Me sobrevino un pensamiento. ¿Podría ser el archivista de la oficina de los ediles? Si es así, era realmente impaciente. Casi demasiado impaciente, diría un cínico. Describí a, Andrónico.
—Un tipo amigable. Ojos claros y pelo anaranjado.
Rodan me lanzó una de sus miradas ausentes.
—¿Llevaba una túnica blanca con ribete azul?
A veces me preguntaba si lo hacía adrede.
—Podría.
Le dije que si el hombre volvía, tenía que llevarlo directamente al despacho y ser considerado.
—Si no estoy, concierta una cita como se debe.
Estaría allí. Me quedaría adrede, por si había sido el archivista.
El portero idiota por fin confesó que el visitante había prometido volver al día siguiente. Eso me alegró tanto que no intenté darle otra patada al despedirme.
* * *
Puede que el cerebro de Rodan nunca haya sido hecho papilla en la arena, pero había nacido zote. Estaba bastante segura de que nunca se había fijado en la ubicación de mi vivienda. En este caso, era una cosa buena, porque no podría revelárselo a nadie.
Yo vivía en la segunda planta. Tenía una puerta de entrada. Estaba bloqueada por macetas polvorientas, con las plantas muriéndose como si el último inquilino se hubiese fugado. Cabía la posibilidad de saltar las macetas, pero raras veces entraba o salía de ese modo.
En su lugar, subía sólo una planta, hasta desaparecer de la vista de Rodan o de cualquier otra persona en la entrada. Me escucharían entrar en un piso ocupado por una familia norteafricana. Bueno, la mayor parte de la familia. La madre vivía allí con un número cada vez mayor de niños andrajosos que venían en una gran variedad de tonalidades de piel. Ninguno de ellos sabía decir ni una palabra en nuestro idioma, lo cual me eximía de tener que preguntarles por su padre.
Tenían cuatro habitaciones, dispuestas a lo largo de un pasillo, pero sólo vivían en tres. Ejerciendo el privilegio de ser la hija del propietario, yo misma utilizaba la última. Hasta tenía un sofá y otras cosas allí dentro. Pero su utilidad principal era darme acceso a una decrépita pasarela de madera que había sido construida como escalera de incendios. Tiempo atrás, cuando este sitio era una lavandería, la escalera conducía hasta una abarrotada área de secado en la planta baja. Ahora era un patio abandonado con acceso tanto a la calle como a un callejón trasero. En el caso de que alguien me siguiera alguna vez hasta el apartamento de los africanos, encontraría mi habitación vacía y supondría que habría salido y me habría ido hacia abajo.
Podría parecer que tenía manía persecutoria. Era la consecuencia de haber apuñalado al intruso. La invasión del hogar deja un daño permanente. Nunca te recuperas de ello de verdad.

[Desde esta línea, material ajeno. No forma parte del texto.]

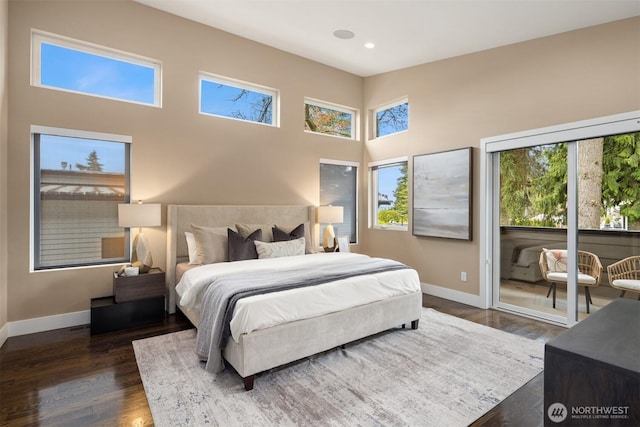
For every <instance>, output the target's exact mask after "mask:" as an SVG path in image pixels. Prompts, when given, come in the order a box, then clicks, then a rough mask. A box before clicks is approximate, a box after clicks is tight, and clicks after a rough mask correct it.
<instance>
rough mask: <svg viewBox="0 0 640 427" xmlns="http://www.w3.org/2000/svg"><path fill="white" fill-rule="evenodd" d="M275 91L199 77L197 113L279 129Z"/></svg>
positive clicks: (221, 77) (217, 76)
mask: <svg viewBox="0 0 640 427" xmlns="http://www.w3.org/2000/svg"><path fill="white" fill-rule="evenodd" d="M277 103H278V91H277V90H275V89H271V88H266V87H263V86H258V85H254V84H251V83H247V82H240V81H237V80H231V79H228V78H224V77H220V76H215V75H211V74H200V113H201V114H209V115H212V116H218V117H224V118H228V119H237V120H243V121H247V122H253V123H262V124H266V125H271V126H278V105H277Z"/></svg>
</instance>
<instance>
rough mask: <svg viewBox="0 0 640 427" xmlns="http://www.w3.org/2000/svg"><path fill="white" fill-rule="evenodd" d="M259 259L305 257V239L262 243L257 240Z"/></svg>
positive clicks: (256, 249)
mask: <svg viewBox="0 0 640 427" xmlns="http://www.w3.org/2000/svg"><path fill="white" fill-rule="evenodd" d="M253 243H254V244H255V245H256V251H257V252H258V258H259V259H265V258H281V257H285V256H296V255H304V237H301V238H299V239H295V240H287V241H285V242H271V243H267V242H260V241H258V240H255V241H254V242H253Z"/></svg>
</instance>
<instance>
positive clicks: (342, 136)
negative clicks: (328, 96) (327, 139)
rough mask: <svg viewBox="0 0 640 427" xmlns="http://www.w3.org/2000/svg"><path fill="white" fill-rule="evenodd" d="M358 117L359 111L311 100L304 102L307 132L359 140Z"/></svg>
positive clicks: (323, 102)
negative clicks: (310, 132)
mask: <svg viewBox="0 0 640 427" xmlns="http://www.w3.org/2000/svg"><path fill="white" fill-rule="evenodd" d="M356 116H357V110H354V109H351V108H347V107H341V106H338V105H334V104H329V103H326V102H322V101H316V100H312V99H309V98H305V100H304V130H305V132H312V133H321V134H324V135H331V136H337V137H340V138H347V139H357V138H358V137H357V129H358V126H357V123H356Z"/></svg>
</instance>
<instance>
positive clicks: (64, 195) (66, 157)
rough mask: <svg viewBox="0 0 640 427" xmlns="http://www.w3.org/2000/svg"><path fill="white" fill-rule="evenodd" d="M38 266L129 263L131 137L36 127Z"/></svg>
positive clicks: (32, 239)
mask: <svg viewBox="0 0 640 427" xmlns="http://www.w3.org/2000/svg"><path fill="white" fill-rule="evenodd" d="M31 133H32V138H33V165H34V167H33V171H34V175H33V214H32V221H33V236H32V249H33V254H32V269H33V270H43V269H51V268H63V267H74V266H85V265H97V264H111V263H116V262H126V261H127V260H128V259H129V233H128V230H125V229H123V228H120V227H119V226H118V204H120V203H126V202H128V200H129V146H130V144H129V143H130V142H131V138H129V137H126V136H121V135H109V134H100V133H93V132H83V131H74V130H68V129H56V128H47V127H42V126H32V129H31Z"/></svg>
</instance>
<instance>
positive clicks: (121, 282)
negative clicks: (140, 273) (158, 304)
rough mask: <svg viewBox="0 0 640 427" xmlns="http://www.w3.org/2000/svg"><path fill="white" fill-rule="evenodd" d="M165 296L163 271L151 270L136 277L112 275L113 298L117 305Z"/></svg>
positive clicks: (163, 271)
mask: <svg viewBox="0 0 640 427" xmlns="http://www.w3.org/2000/svg"><path fill="white" fill-rule="evenodd" d="M164 295H165V283H164V271H162V270H160V269H159V268H152V269H151V270H150V271H149V272H148V273H145V274H139V275H137V276H118V275H117V273H114V275H113V297H114V298H115V301H116V302H117V303H121V302H128V301H136V300H140V299H146V298H153V297H160V296H162V297H163V296H164Z"/></svg>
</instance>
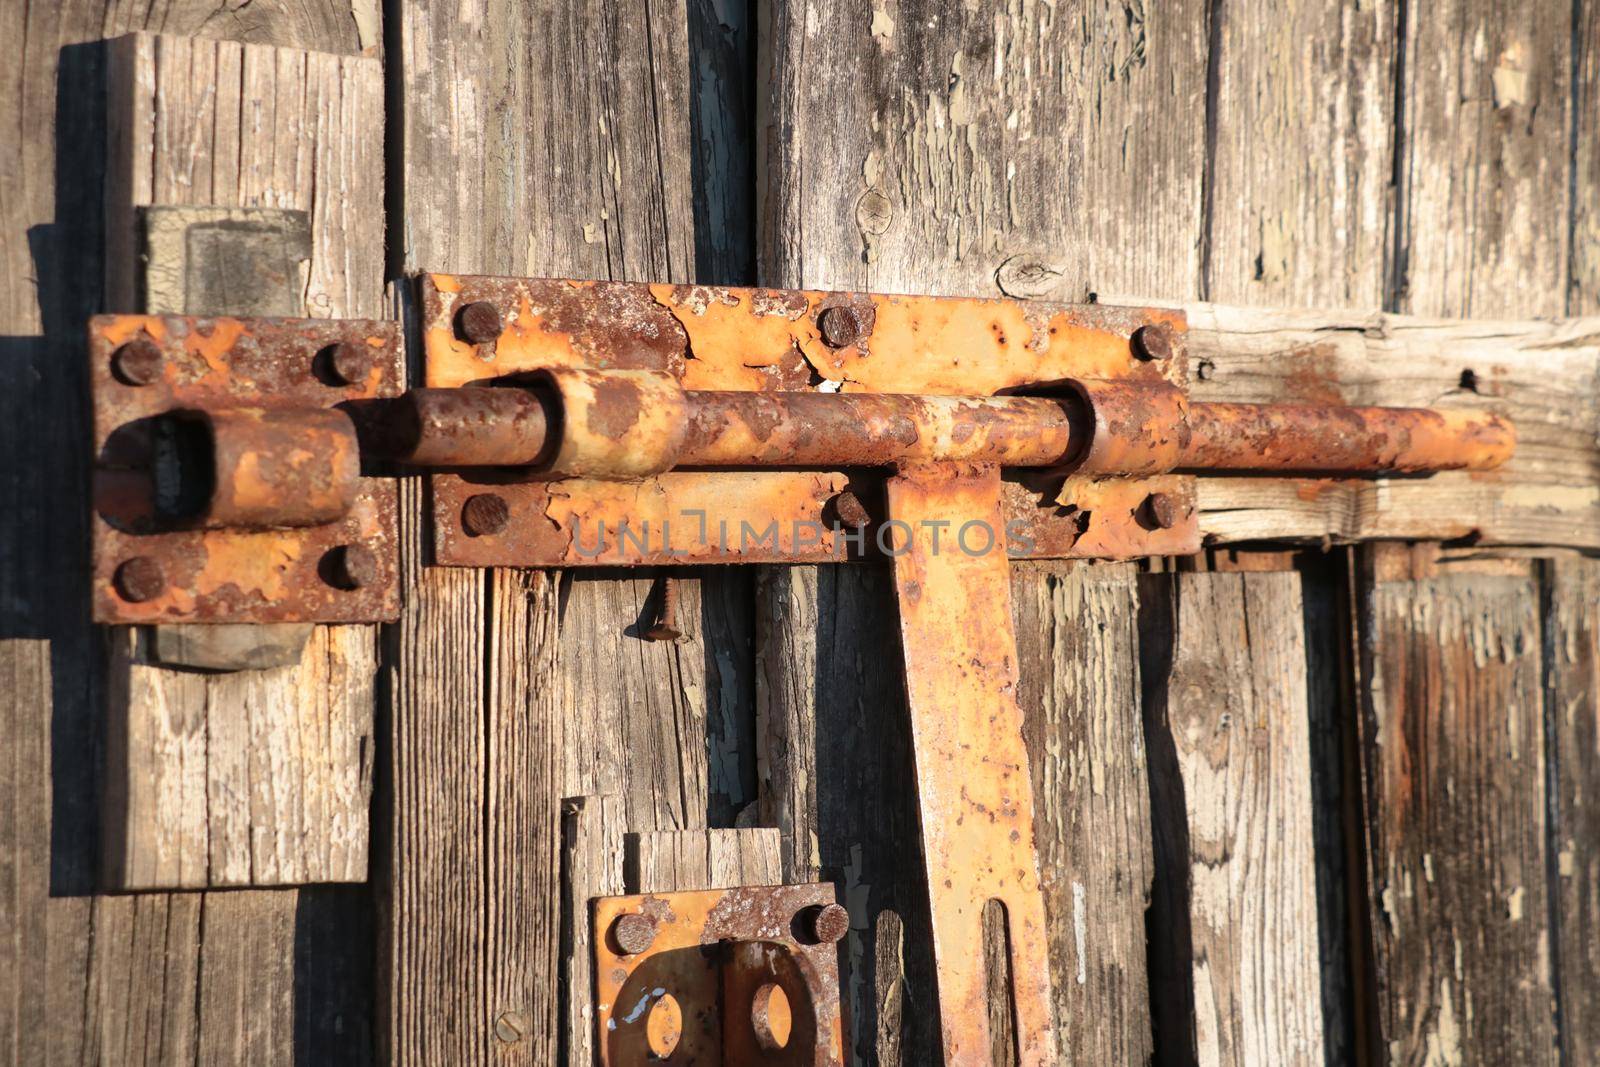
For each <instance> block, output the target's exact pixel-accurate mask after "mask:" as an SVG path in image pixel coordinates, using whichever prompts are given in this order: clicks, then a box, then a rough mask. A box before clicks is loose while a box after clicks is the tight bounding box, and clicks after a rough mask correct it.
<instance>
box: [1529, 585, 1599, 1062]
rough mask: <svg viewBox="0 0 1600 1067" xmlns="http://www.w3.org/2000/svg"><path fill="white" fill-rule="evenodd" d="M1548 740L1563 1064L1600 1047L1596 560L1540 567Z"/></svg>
mask: <svg viewBox="0 0 1600 1067" xmlns="http://www.w3.org/2000/svg"><path fill="white" fill-rule="evenodd" d="M1544 585H1546V590H1547V592H1546V605H1544V619H1542V622H1544V686H1546V694H1544V701H1546V731H1547V734H1546V737H1547V747H1549V752H1547V755H1549V760H1550V763H1552V766H1550V768H1549V771H1547V774H1546V781H1547V782H1549V784H1550V787H1552V789H1554V797H1550V801H1552V803H1550V805H1549V811H1550V813H1552V821H1550V827H1549V833H1550V845H1549V851H1550V854H1549V856H1547V857H1546V869H1547V870H1549V872H1550V877H1552V886H1550V889H1552V896H1550V901H1552V904H1554V917H1552V921H1554V926H1552V929H1550V950H1552V961H1554V984H1555V995H1557V1006H1558V1013H1560V1014H1558V1022H1560V1043H1562V1061H1563V1062H1565V1064H1581V1062H1584V1059H1586V1057H1587V1056H1590V1054H1592V1049H1595V1048H1600V856H1597V854H1595V849H1594V848H1592V846H1590V845H1587V843H1592V841H1597V840H1600V699H1597V696H1595V694H1597V693H1600V561H1595V560H1584V558H1574V560H1550V561H1547V563H1546V565H1544Z"/></svg>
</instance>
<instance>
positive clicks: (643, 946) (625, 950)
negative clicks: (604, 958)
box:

Como la mayoría de las viviendas romanas, el Edificio del Águila tenía dispositivos de seguridad mínimos. Aparte del primer nivel, que había sido construido de manera más robusta, la escalera de incendios hacia las plantas superiores se había podrido y no se había sustituido. En caso de incendio, todo el mundo en la parte de arriba se quedaría atrapado. Pero la vieja pasarela hacía algo más que marcar mi itinerario de vuelo personal. Tras un corto tránsito por ella, se llegaba a un viejo panel apoyado contra el muro. Ocultos detrás de él, se encontraban unos escalones empinados y estrechos. Conducían dentro, hasta mi casa de verdad.
Este refugio mío siempre había sido el mejor piso del edificio. Era pequeño, con sólo tres estancias buenas, una de las cuales tenía un fogón que utilizaba para calentar bebidas. Raramente cocinaba en serio, porque nunca había aprendido y, de todas formas, no quería que el sitio se llenase de humo. A lo largo de los años lo había decorado con muebles bastante elegantes y cómodos gracias al comercio con antigüedades de mi familia. Cuando volvía a casa tras un día agotador, encontraba paz, alivio para el alma y sosiego. Era mi lugar de recuerdos felices.
Entré, cerré la puerta tras de mí, me quité la ropa y me desplomé en la cama. Muy poca gente sabría donde estaba. Sólo me podían molestar las pesadillas y esa noche, por suerte, no tuve ninguna.